Gesture recognition technology is a pivotal element in human-computer interaction, enabling users to communicate with machines in a natural and intuitive manner. This paper introduces a novel approach to gesture … Gesture recognition technology is a pivotal element in human-computer interaction, enabling users to communicate with machines in a natural and intuitive manner. This paper introduces a novel approach to gesture recognition that enhances accuracy and robustness by integrating multiscale feature extraction and spatial attention mechanisms.
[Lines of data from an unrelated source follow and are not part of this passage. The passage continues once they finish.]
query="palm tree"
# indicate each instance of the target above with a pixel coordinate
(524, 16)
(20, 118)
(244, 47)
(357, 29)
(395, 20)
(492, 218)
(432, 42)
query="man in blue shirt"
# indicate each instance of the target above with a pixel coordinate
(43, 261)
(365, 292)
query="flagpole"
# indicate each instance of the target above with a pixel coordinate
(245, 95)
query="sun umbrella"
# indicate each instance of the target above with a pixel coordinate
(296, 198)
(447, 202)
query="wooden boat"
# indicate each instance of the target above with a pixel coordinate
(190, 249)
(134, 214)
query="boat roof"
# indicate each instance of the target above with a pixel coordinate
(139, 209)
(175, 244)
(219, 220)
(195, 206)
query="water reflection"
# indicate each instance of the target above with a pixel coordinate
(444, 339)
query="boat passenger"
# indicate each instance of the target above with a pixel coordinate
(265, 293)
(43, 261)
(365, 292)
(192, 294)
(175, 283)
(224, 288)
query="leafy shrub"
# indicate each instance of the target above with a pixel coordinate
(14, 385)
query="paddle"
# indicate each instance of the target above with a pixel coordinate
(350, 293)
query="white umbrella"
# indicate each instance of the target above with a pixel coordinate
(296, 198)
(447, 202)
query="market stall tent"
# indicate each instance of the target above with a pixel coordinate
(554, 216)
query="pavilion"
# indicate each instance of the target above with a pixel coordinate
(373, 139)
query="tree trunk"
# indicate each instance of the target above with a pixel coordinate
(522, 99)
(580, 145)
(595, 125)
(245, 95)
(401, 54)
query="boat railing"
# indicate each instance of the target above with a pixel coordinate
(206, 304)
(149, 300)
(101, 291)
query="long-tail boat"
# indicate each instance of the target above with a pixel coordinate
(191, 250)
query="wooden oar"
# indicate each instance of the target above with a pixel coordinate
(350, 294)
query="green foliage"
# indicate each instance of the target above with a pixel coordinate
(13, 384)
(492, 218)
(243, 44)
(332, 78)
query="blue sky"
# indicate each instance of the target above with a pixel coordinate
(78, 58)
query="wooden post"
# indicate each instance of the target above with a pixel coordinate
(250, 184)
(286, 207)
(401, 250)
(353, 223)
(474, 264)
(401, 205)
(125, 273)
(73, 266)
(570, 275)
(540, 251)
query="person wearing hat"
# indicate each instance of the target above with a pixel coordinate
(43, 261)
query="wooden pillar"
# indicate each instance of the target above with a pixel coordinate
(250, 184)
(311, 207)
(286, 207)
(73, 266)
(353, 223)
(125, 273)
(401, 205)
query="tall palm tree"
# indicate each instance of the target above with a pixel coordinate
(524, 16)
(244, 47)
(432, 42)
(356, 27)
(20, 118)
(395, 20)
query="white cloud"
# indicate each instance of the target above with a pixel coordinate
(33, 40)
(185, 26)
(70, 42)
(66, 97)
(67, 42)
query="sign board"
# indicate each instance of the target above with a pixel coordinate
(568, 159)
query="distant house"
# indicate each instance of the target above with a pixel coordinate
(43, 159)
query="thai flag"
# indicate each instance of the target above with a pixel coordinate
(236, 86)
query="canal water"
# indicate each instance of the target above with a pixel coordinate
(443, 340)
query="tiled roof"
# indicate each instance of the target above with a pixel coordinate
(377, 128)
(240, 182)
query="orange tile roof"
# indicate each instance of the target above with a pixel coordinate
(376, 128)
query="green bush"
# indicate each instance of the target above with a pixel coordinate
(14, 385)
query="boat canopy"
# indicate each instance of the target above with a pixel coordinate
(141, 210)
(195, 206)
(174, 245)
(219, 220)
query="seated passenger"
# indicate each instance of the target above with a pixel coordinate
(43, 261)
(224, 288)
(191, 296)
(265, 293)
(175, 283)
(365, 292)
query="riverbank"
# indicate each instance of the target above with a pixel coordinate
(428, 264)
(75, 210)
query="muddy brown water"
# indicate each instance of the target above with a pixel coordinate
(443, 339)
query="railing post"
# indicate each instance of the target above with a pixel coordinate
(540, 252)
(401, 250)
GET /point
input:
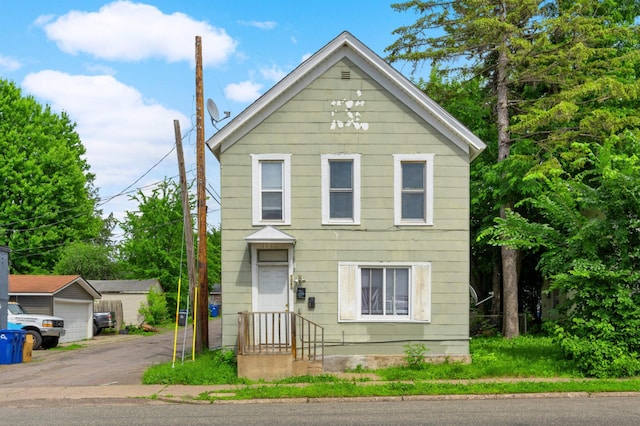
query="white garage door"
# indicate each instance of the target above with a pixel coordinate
(77, 317)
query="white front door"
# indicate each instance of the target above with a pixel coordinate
(273, 288)
(272, 297)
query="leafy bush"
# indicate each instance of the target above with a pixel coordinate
(414, 355)
(154, 311)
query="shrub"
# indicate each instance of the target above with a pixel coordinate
(414, 355)
(154, 311)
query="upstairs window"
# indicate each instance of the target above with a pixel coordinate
(413, 189)
(341, 189)
(271, 183)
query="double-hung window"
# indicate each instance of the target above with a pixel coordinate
(271, 188)
(384, 291)
(413, 189)
(341, 189)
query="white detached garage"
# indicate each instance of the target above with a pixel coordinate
(70, 297)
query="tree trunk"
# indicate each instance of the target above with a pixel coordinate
(511, 324)
(496, 278)
(509, 255)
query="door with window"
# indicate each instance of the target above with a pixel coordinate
(272, 297)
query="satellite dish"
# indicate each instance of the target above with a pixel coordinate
(213, 110)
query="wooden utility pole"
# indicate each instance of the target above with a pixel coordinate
(186, 211)
(202, 311)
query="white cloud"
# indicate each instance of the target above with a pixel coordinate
(246, 91)
(9, 64)
(127, 31)
(123, 133)
(263, 25)
(273, 73)
(99, 69)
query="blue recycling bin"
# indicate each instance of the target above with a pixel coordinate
(11, 344)
(213, 310)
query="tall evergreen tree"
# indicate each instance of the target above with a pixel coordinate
(467, 39)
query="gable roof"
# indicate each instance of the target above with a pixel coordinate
(346, 46)
(125, 286)
(48, 284)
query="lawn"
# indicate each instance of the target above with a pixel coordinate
(522, 365)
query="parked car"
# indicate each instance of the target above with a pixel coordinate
(45, 329)
(102, 320)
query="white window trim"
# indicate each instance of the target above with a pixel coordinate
(398, 159)
(350, 292)
(257, 186)
(326, 186)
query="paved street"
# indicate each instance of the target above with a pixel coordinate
(578, 410)
(106, 360)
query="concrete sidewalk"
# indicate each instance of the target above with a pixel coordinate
(190, 394)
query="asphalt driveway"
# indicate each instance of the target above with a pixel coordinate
(105, 360)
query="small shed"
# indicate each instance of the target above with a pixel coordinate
(130, 292)
(69, 297)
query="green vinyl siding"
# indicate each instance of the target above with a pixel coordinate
(301, 127)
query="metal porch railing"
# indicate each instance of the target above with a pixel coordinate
(280, 333)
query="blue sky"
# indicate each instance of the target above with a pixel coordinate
(124, 70)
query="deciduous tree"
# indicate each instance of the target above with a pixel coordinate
(48, 198)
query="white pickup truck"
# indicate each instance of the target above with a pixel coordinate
(45, 329)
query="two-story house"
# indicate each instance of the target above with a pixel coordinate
(345, 218)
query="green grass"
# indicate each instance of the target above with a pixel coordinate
(498, 361)
(210, 368)
(495, 357)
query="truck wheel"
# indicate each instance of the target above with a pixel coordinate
(50, 342)
(37, 338)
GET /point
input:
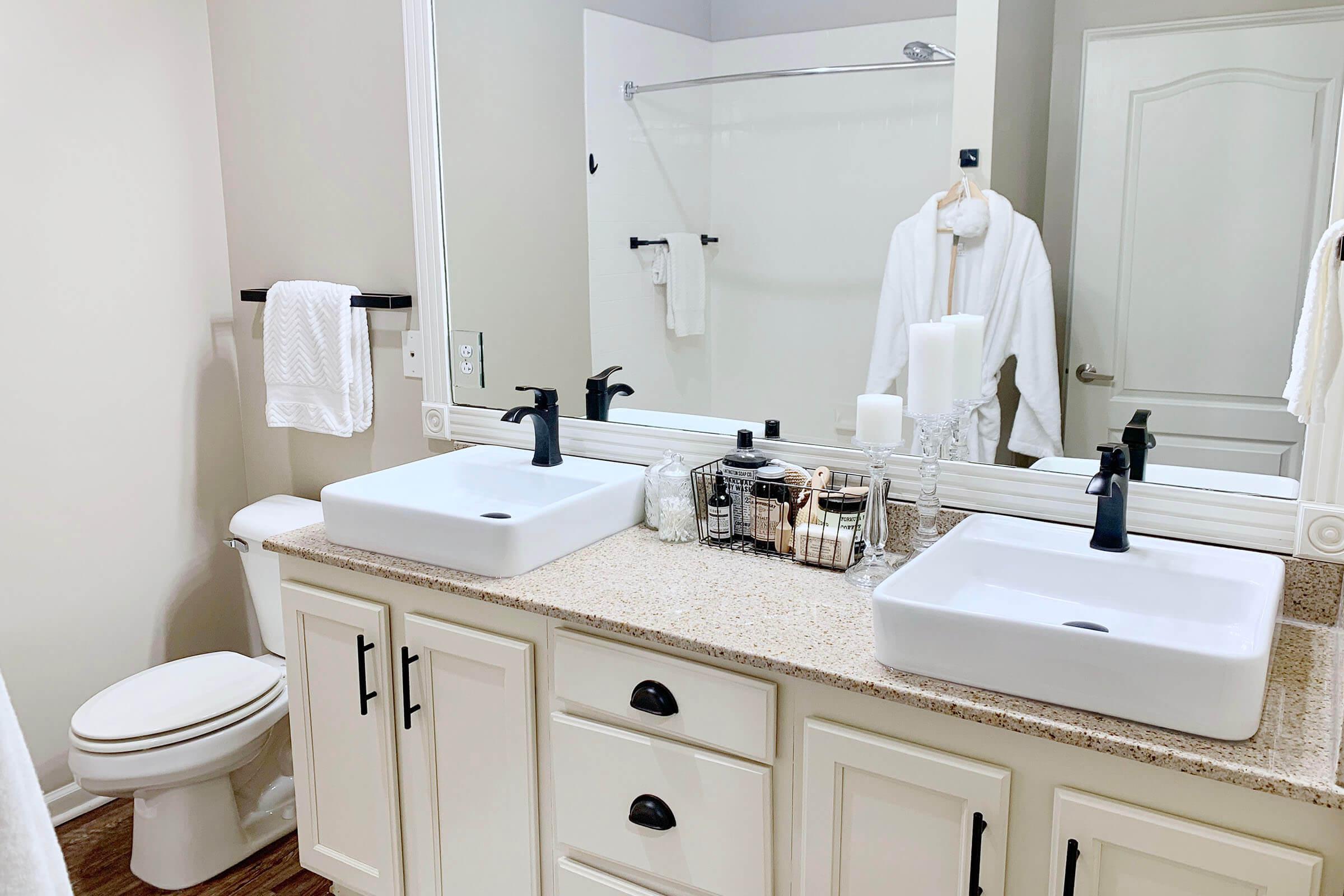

Specifically, we have developed a multiscale feature extraction module inspired by the Inception architecture, which captures comprehensive features across various scales, providing a more holistic feature representation. Additionally, We incorporate a spatial attention mechanism that focuses on image regions most relevant to the current gesture, thereby improving the discriminative power of the features. Extensive experiments conducted on multiple benchmark datasets demonstrate that our method significantly outperforms existing gesture recognition techniques in terms of accuracy.